HK 'too competitive' for Marcus
Changes in the landscape for Hong Kong club jockeys look to have claimed a surprising and high-profile first victim with the decision by South African rider Anton Marcus to depart last night.
Though he has had a slow start to the new term, Marcus had returned a personal best 55 winners last season to finish as the fifth-ranked rider in the championship with a high strike rate of winners to rides of almost 13 per cent.
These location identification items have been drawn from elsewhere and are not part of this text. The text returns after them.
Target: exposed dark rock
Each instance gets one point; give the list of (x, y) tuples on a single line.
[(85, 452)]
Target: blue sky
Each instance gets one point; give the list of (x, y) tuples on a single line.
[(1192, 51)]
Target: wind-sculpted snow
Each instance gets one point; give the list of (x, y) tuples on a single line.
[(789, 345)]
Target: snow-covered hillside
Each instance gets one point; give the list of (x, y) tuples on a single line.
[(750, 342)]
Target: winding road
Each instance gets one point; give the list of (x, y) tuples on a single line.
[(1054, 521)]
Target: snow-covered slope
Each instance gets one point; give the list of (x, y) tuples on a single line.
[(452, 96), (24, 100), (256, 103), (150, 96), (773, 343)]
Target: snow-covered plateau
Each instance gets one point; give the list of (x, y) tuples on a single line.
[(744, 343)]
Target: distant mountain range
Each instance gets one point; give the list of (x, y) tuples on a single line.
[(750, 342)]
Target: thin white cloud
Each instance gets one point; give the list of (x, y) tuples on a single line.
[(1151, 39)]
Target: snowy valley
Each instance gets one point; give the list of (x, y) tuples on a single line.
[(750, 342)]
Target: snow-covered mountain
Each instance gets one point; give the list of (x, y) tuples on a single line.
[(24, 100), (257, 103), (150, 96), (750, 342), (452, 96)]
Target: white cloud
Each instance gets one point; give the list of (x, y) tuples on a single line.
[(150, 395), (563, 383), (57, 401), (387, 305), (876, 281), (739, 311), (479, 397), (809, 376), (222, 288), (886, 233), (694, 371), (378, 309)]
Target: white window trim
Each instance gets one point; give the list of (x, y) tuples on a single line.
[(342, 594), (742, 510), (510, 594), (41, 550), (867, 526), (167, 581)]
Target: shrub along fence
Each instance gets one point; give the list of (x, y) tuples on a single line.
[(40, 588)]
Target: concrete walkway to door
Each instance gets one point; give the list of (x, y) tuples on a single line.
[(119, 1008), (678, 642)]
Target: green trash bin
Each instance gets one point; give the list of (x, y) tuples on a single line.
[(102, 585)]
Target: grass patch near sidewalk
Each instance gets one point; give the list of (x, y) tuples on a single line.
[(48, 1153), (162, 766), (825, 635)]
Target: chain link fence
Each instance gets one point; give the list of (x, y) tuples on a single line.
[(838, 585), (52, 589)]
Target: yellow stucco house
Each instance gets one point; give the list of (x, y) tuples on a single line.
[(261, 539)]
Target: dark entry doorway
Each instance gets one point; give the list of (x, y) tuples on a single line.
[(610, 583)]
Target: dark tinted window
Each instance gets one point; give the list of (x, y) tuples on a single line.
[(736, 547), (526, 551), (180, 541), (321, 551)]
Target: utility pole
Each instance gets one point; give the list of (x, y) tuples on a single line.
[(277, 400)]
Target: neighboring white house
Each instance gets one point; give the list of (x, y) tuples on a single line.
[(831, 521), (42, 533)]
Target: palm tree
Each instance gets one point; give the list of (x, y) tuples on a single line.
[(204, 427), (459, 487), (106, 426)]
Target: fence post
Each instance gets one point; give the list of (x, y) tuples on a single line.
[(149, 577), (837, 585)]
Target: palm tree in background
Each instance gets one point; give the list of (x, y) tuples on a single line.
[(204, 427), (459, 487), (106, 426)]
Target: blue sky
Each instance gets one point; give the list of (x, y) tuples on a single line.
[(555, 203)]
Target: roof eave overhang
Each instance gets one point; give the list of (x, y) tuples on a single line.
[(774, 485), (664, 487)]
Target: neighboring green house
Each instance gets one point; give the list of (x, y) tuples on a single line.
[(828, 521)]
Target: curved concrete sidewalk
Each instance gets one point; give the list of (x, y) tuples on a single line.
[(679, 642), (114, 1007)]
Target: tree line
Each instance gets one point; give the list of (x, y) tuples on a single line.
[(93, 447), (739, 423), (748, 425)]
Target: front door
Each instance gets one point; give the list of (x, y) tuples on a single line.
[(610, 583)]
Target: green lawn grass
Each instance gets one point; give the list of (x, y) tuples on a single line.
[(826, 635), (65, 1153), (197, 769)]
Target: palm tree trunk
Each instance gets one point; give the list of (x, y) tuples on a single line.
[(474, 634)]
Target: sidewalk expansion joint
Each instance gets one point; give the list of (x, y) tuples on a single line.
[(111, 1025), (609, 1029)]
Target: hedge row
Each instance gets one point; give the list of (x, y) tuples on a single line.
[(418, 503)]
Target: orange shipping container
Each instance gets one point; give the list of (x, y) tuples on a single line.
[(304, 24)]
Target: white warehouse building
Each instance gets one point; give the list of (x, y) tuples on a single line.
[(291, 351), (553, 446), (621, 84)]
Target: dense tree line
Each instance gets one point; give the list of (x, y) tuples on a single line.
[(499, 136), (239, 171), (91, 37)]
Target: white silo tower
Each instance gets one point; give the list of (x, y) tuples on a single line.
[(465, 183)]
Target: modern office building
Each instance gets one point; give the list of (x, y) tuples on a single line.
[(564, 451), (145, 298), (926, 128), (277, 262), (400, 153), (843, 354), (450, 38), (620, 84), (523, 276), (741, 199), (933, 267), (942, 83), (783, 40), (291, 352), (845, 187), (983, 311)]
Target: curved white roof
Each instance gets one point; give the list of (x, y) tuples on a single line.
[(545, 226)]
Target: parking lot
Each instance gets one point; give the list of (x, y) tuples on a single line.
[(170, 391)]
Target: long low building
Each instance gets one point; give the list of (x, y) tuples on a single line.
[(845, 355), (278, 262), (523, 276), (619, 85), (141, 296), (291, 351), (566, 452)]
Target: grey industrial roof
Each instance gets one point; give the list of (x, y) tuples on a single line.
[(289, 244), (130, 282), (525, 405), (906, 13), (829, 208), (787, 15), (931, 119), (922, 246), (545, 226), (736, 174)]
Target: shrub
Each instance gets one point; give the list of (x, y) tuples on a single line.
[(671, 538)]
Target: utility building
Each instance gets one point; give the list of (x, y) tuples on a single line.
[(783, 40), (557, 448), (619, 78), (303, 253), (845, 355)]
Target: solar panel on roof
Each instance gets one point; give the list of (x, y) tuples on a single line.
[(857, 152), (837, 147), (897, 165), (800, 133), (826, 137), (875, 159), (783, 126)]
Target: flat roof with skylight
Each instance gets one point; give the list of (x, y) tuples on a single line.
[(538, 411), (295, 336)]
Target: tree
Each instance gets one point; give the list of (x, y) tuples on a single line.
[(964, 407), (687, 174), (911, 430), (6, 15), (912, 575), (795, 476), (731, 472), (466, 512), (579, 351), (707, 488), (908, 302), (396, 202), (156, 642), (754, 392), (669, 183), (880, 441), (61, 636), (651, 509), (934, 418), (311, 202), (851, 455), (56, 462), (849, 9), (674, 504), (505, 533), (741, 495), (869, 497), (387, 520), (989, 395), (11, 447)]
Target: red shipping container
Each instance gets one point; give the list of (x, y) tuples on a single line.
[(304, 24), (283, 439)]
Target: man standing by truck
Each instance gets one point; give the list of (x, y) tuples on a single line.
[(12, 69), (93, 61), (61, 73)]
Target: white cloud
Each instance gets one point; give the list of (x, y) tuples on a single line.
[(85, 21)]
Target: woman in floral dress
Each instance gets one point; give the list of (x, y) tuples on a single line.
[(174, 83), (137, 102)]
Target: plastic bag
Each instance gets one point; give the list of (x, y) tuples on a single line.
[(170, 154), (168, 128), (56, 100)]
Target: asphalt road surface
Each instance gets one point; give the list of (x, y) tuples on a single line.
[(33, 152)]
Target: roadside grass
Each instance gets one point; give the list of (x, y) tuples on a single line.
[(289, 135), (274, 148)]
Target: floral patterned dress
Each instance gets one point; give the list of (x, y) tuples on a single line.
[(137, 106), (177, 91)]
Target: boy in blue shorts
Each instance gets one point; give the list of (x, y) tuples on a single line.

'It's a decision I've made with a heavy heart. Hong Kong is such a great place to ride. It has been a privilege to ride here, but to stay here, you have to be able to perform,' Marcus (pictured) said yesterday. 'I'm leaving but I'm not going back to South Africa to ride - I'll just have a think about what I'll do next. I would never want to close the door on Hong Kong. It's been great to me, but at the moment it isn't working out.'
Marcus has ridden 148 winners in Hong Kong and took out three Group events with Goggles (Queen's Silver Jubilee Cup), Dave's Best (Juvenile Sprint Trophy) and Firebolt in the 2002 Sha Tin Vase.
That Sha Tin Vase day, May 25, 2002, also provided Marcus with another of his Hong Kong highlights in riding four winners on the programme.
Marcus also finished fifth in the rankings in season 2001-2002 with 37 winners, while his 2002-2003 season was negatively affected by a broken hand suffered in a track accident in late November 2002.
While the jockey himself would not specify his reasons for leaving, coming off a boom season that earned him a full-season licence this time around, his early departure is sure to draw attention to the changes which have made life tougher for club jockeys.
By contrast with the same time last season, there are six more riders licensed and eight stables, including three leading yards, have retained jockeys.
In addition, alterations to the system of penalties for minor riding charges were made this season in a bid to greatly reduce the time suspended jockeys would spend out of race riding. Jockeys are now receiving bans of no longer than two racing days.
That policy change has also served to narrow opportunities which had previously existed for any club jockey to get on good rides and gain momentum while rivals may have been sidelined for up to five meetings.